At first glance, it nevertheless looks as if Müller’s work, with its absurd twists, is mainly aimed at ridiculing science (modernity’s fixation with science) – and the tendency – understandable in view of the angst that comes with total artistic freedom – of artists needing a restriction, a “trademark”. Müller’s system circles around propositions that initially astound or even frighten us by their supposed deviousness, thereby obscuring the fact that they speak to familiar categories such as nature, nation and history, society, sexuality or metaphysics.

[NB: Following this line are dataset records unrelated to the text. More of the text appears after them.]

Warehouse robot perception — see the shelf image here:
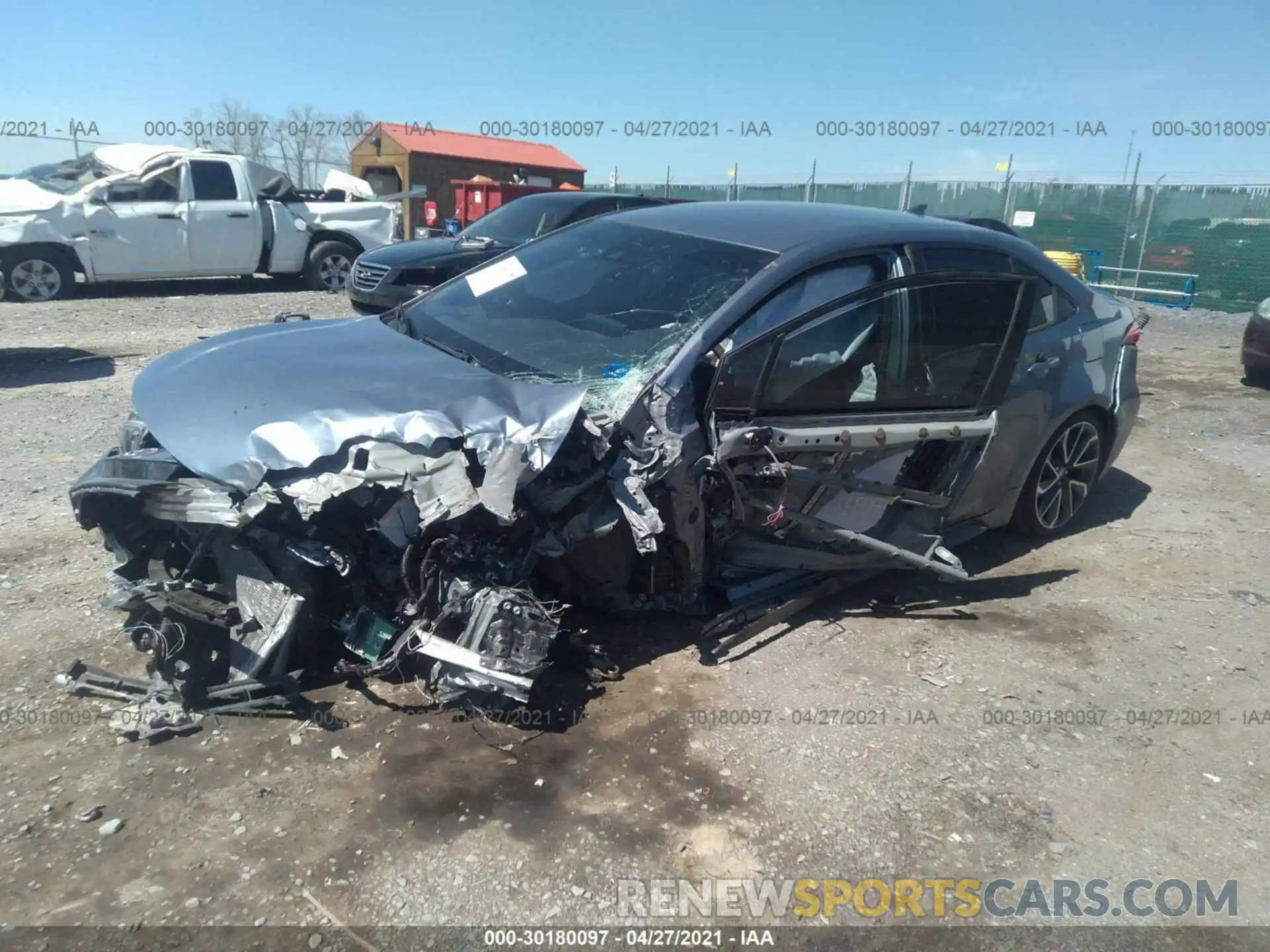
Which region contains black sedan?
[65,203,1144,730]
[1240,297,1270,387]
[348,192,664,313]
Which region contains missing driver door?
[708,274,1026,567]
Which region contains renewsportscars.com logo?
[617,877,1240,920]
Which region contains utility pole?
[1130,171,1168,301]
[1120,130,1138,185]
[1001,152,1015,225]
[1117,152,1142,274]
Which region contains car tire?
[0,247,75,303]
[304,241,357,291]
[1009,410,1110,538]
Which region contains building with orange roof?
[351,122,587,236]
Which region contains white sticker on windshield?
[464,255,526,297]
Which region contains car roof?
[609,200,1031,257]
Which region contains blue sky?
[0,0,1270,184]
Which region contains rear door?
[707,272,1031,574]
[188,159,263,274]
[85,161,189,280]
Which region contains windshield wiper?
[411,330,484,368]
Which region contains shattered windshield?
[14,155,114,196]
[403,218,775,415]
[458,196,575,245]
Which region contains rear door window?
[1027,280,1076,334]
[189,159,240,202]
[711,271,1024,415]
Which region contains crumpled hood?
[0,179,66,214]
[132,317,587,493]
[360,237,497,268]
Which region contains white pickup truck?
[0,145,400,301]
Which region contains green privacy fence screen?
[592,180,1270,311]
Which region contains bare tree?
[331,109,374,171]
[188,99,372,189]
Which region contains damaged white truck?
[61,202,1142,736]
[0,145,400,301]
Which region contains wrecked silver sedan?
[64,202,1142,733]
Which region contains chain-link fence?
[593,180,1270,311]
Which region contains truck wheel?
[304,241,357,291]
[0,249,75,301]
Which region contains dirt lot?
[0,282,1270,926]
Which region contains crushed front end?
[64,418,624,735]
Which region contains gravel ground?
[0,282,1270,926]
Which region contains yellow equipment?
[1042,251,1085,280]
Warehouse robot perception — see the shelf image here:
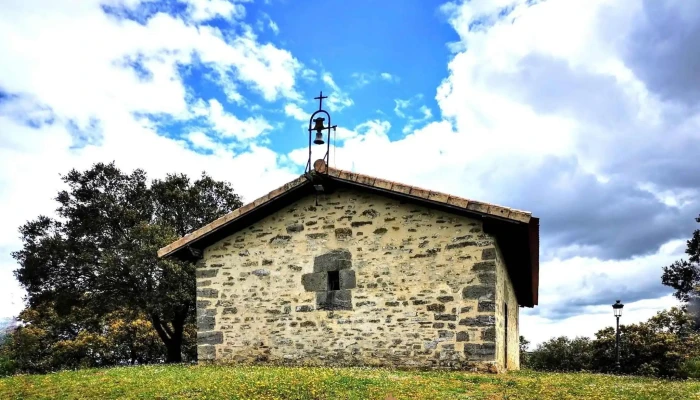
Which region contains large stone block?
[481,248,496,260]
[195,269,219,278]
[197,315,216,331]
[197,288,219,299]
[462,285,496,301]
[197,331,224,344]
[476,301,496,312]
[479,272,496,286]
[316,290,352,310]
[301,272,328,292]
[459,315,496,327]
[481,326,496,342]
[472,261,496,273]
[314,249,352,272]
[287,224,304,233]
[464,343,496,361]
[339,269,356,289]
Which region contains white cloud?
[292,0,700,339]
[267,20,280,35]
[394,94,433,134]
[284,103,311,121]
[208,99,272,140]
[0,0,301,316]
[379,72,400,82]
[321,72,354,111]
[185,0,245,22]
[187,131,222,151]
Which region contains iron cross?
[314,90,328,110]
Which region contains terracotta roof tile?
[158,160,531,257]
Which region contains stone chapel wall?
[197,190,518,369]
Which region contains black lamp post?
[613,300,625,372]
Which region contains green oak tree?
[13,163,242,362]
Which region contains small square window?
[328,271,340,290]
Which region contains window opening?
[328,271,340,290]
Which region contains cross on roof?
[314,90,328,110]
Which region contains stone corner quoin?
[191,189,519,371]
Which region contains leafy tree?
[13,163,241,362]
[527,336,591,371]
[593,308,700,377]
[661,216,700,331]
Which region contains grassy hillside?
[0,366,700,400]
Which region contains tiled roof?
[158,160,532,257]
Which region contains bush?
[524,336,592,372]
[681,357,700,379]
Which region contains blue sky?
[0,0,700,343]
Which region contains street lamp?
[613,300,625,372]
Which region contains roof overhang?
[158,160,539,307]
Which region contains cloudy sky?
[0,0,700,343]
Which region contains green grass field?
[0,365,700,400]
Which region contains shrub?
[681,357,700,379]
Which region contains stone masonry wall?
[197,190,517,370]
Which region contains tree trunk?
[165,340,182,363]
[151,314,185,363]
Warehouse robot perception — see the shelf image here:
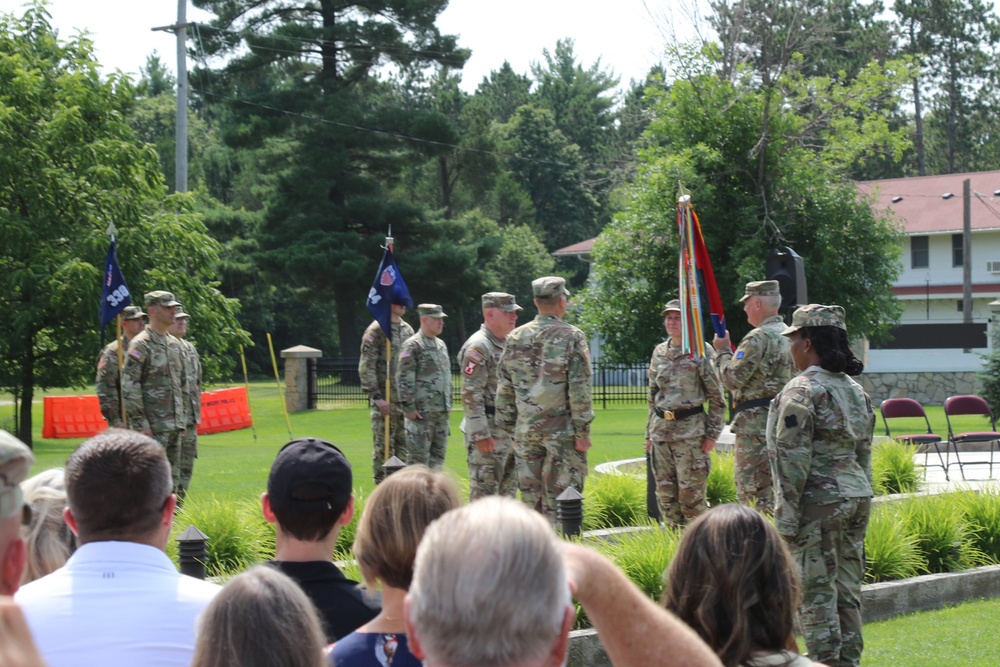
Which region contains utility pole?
[151,0,191,192]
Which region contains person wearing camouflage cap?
[122,290,191,497]
[95,306,146,428]
[712,280,796,514]
[646,299,726,527]
[0,431,35,595]
[496,276,594,523]
[396,303,451,468]
[767,304,875,667]
[458,292,521,500]
[168,306,201,499]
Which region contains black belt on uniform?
[653,405,705,422]
[731,396,774,418]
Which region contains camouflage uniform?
[396,314,451,468]
[358,320,413,484]
[458,324,517,500]
[767,305,875,667]
[646,340,726,526]
[496,278,594,523]
[715,302,796,513]
[122,325,190,490]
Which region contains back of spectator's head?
[354,465,461,590]
[191,565,326,667]
[267,438,353,542]
[21,468,76,584]
[406,496,573,667]
[0,431,34,595]
[65,428,174,548]
[663,505,799,666]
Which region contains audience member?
[191,565,326,667]
[260,438,379,642]
[405,496,720,667]
[330,466,461,667]
[15,429,219,667]
[663,505,828,667]
[21,468,76,585]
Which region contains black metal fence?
[309,359,647,408]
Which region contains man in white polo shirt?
[15,429,220,667]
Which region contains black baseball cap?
[267,438,353,512]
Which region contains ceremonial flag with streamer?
[365,244,413,340]
[677,189,726,358]
[101,236,132,347]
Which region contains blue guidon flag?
[365,246,413,340]
[101,237,132,347]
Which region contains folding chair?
[944,396,1000,480]
[879,398,950,481]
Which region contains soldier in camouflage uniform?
[396,303,451,468]
[122,290,190,493]
[358,303,413,484]
[496,276,594,523]
[646,299,726,527]
[96,306,146,428]
[767,304,875,667]
[458,292,521,500]
[713,280,796,514]
[169,306,201,500]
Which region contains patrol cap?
[740,280,781,302]
[483,292,523,313]
[531,276,569,299]
[0,430,35,519]
[417,303,448,318]
[122,306,146,320]
[781,303,847,336]
[660,299,681,315]
[267,438,353,512]
[146,290,181,308]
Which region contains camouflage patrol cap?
[0,430,35,519]
[660,299,681,315]
[417,303,448,317]
[122,306,146,320]
[740,280,781,301]
[531,276,569,299]
[781,303,847,336]
[483,292,523,313]
[146,290,181,308]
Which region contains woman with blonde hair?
[191,565,326,667]
[329,465,461,667]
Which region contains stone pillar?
[281,345,323,412]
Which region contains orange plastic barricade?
[198,387,253,435]
[42,395,108,438]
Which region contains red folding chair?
[879,398,949,480]
[944,396,1000,480]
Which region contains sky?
[0,0,697,92]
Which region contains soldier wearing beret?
[358,303,413,484]
[396,303,451,468]
[713,280,796,513]
[96,306,146,428]
[458,292,521,500]
[122,290,191,493]
[646,299,726,527]
[767,304,875,667]
[496,276,594,523]
[169,306,201,498]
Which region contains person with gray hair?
[404,496,721,667]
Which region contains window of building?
[910,236,930,269]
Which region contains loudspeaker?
[764,246,809,308]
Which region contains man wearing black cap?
[260,438,379,642]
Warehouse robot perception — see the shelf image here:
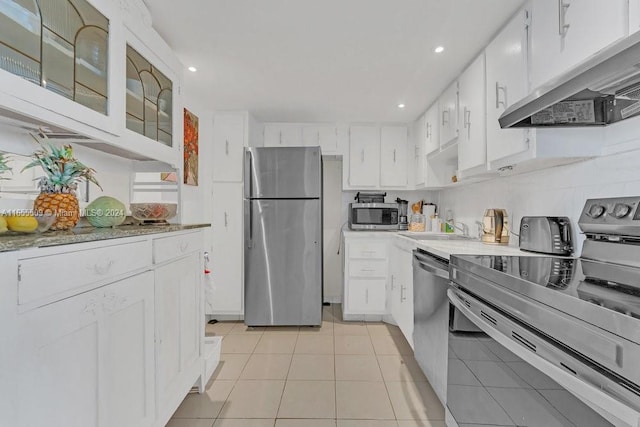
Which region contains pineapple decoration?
[0,153,11,179]
[22,143,102,230]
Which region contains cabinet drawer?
[349,241,387,259]
[18,241,151,305]
[349,260,387,277]
[153,233,202,264]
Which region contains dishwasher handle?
[413,250,449,280]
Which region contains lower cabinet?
[155,253,204,420]
[206,182,244,315]
[16,272,155,427]
[5,230,211,427]
[390,244,413,348]
[342,237,388,320]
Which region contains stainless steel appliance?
[482,209,509,245]
[520,216,573,256]
[499,29,640,128]
[447,197,640,426]
[413,249,480,402]
[349,203,398,230]
[244,147,322,326]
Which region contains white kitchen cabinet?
[438,81,459,148]
[485,8,535,169]
[206,183,244,315]
[155,252,204,420]
[14,272,155,427]
[212,113,246,182]
[348,126,380,188]
[458,53,487,179]
[530,0,629,89]
[408,114,426,189]
[342,237,388,320]
[380,126,408,187]
[390,244,413,348]
[264,123,304,147]
[302,125,338,154]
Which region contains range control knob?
[613,203,631,218]
[587,205,606,219]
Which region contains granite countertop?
[0,224,210,252]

Some of these trademarks are Iceland, ornithology and botany, where Müller’s private mythology combines with areas of special interest such as amber and shellac, Nordic mythology, fat balls for birds and the German liberal party FDP, Icelandic transvestites or the Goethe Institute. All of these very different subjects, in an irritating abstraction, are treated as materials of equal value. Presumably, it is this absurdity that triggers the comical effect in his work. Not only art and science are sabotaged in a paradoxically constructive way, but also television, literature and music. Often through coincidences and banalities, an astonishingly realistic image of the world thus unravels.
The result shows how interesting absurdity can be and demonstrates that it is hardly possible to make nonsense, because even what seems like the greatest imaginable nonsense points us to that which makes and shapes sense: curiosity, criticism and humour.